I’m struck by Tom’s and Lynne’s differing routes into blogging. Lynne isn’t being too self-deprecating when she talks down her technical skills; but she’s astute enough to see the value in it all, and is surrounding herself with people whose skills complement hers. It makes her such an interesting appointment to head up the LibDems’ online efforts: she’s a campaigner at heart, and she’ll ensure that the party doesn’t get carried away with tech for tech’s sake.

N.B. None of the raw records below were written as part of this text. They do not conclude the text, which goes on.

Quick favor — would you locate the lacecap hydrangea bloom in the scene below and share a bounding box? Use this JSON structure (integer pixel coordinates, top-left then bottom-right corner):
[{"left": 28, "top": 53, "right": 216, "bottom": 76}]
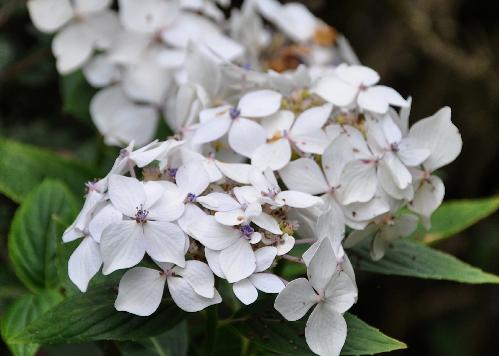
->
[{"left": 29, "top": 1, "right": 463, "bottom": 355}]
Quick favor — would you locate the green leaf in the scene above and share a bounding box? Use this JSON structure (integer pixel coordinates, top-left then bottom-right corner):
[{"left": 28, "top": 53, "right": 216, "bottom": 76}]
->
[
  {"left": 120, "top": 321, "right": 188, "bottom": 356},
  {"left": 413, "top": 197, "right": 499, "bottom": 244},
  {"left": 1, "top": 290, "right": 63, "bottom": 356},
  {"left": 0, "top": 138, "right": 100, "bottom": 202},
  {"left": 8, "top": 179, "right": 78, "bottom": 292},
  {"left": 11, "top": 284, "right": 185, "bottom": 344},
  {"left": 350, "top": 238, "right": 499, "bottom": 284},
  {"left": 60, "top": 71, "right": 95, "bottom": 124},
  {"left": 230, "top": 299, "right": 406, "bottom": 355}
]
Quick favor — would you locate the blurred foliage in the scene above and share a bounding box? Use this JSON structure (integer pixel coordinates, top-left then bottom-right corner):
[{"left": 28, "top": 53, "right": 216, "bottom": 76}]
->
[{"left": 0, "top": 0, "right": 498, "bottom": 355}]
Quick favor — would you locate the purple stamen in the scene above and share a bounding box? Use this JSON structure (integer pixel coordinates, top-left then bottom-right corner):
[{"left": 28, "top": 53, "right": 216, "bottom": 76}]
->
[
  {"left": 135, "top": 205, "right": 149, "bottom": 224},
  {"left": 239, "top": 224, "right": 255, "bottom": 237},
  {"left": 167, "top": 167, "right": 178, "bottom": 178},
  {"left": 229, "top": 107, "right": 241, "bottom": 120},
  {"left": 242, "top": 63, "right": 252, "bottom": 70},
  {"left": 390, "top": 142, "right": 399, "bottom": 152},
  {"left": 119, "top": 148, "right": 130, "bottom": 158},
  {"left": 185, "top": 193, "right": 197, "bottom": 203}
]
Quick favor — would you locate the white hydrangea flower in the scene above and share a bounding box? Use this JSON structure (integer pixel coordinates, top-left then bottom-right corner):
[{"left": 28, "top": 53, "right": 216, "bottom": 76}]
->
[
  {"left": 251, "top": 104, "right": 332, "bottom": 170},
  {"left": 100, "top": 175, "right": 187, "bottom": 274},
  {"left": 344, "top": 212, "right": 419, "bottom": 260},
  {"left": 191, "top": 90, "right": 282, "bottom": 157},
  {"left": 115, "top": 260, "right": 221, "bottom": 315},
  {"left": 406, "top": 107, "right": 462, "bottom": 224},
  {"left": 275, "top": 239, "right": 357, "bottom": 356},
  {"left": 313, "top": 64, "right": 409, "bottom": 114},
  {"left": 28, "top": 0, "right": 119, "bottom": 74}
]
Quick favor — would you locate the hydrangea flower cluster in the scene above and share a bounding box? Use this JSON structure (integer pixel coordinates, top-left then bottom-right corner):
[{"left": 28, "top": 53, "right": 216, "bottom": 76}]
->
[{"left": 30, "top": 1, "right": 463, "bottom": 355}]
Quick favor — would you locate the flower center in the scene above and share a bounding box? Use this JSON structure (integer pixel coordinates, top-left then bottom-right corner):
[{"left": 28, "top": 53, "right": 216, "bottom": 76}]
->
[
  {"left": 135, "top": 205, "right": 149, "bottom": 224},
  {"left": 185, "top": 193, "right": 197, "bottom": 203},
  {"left": 167, "top": 167, "right": 178, "bottom": 179},
  {"left": 239, "top": 224, "right": 255, "bottom": 237},
  {"left": 229, "top": 107, "right": 241, "bottom": 120},
  {"left": 390, "top": 142, "right": 399, "bottom": 152}
]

Tom meanwhile comes across as ‘one of us’. Over a glass of wine afterwards, he expands a bit on the control freakery, naming a couple of names which I won’t repeat here. He isn’t too bothered how many of his blog’s readers are local constituents. Even if his blog cost him his ministerial job, I don’t hear any regret in his voice when he talks about it. He’s blogging for exactly the same reasons I do.
I leave feeling we’re in quite a happy position just now. Those MPs who are blogging (properly) are doing it because they want to, and/or because they want to get something constructive from it. We haven’t yet reached the point where all candidates need to be seen to do it – as, say, with tedious printed constituency newsletters. But there were signs tonight that it’s starting to happen… and that, fundamentally, is a bad thing.
Responses
Tom Harris might only have been blogging for less than a year in its current form, but as the page you link to says, it was a relaunch. He had something called a blog on his site in August 2006: http://web.archive.org/web/20060804105133/http://www.tomharris.org.uk/
True… but talking to him last night, he clearly sees the new blog as a fresh start, ‘doing it properly’ you might say.
By the way… when I said there were worrying signs of people ‘doing it to be seen to do it’, Tom Harris has revealed what I chose not to.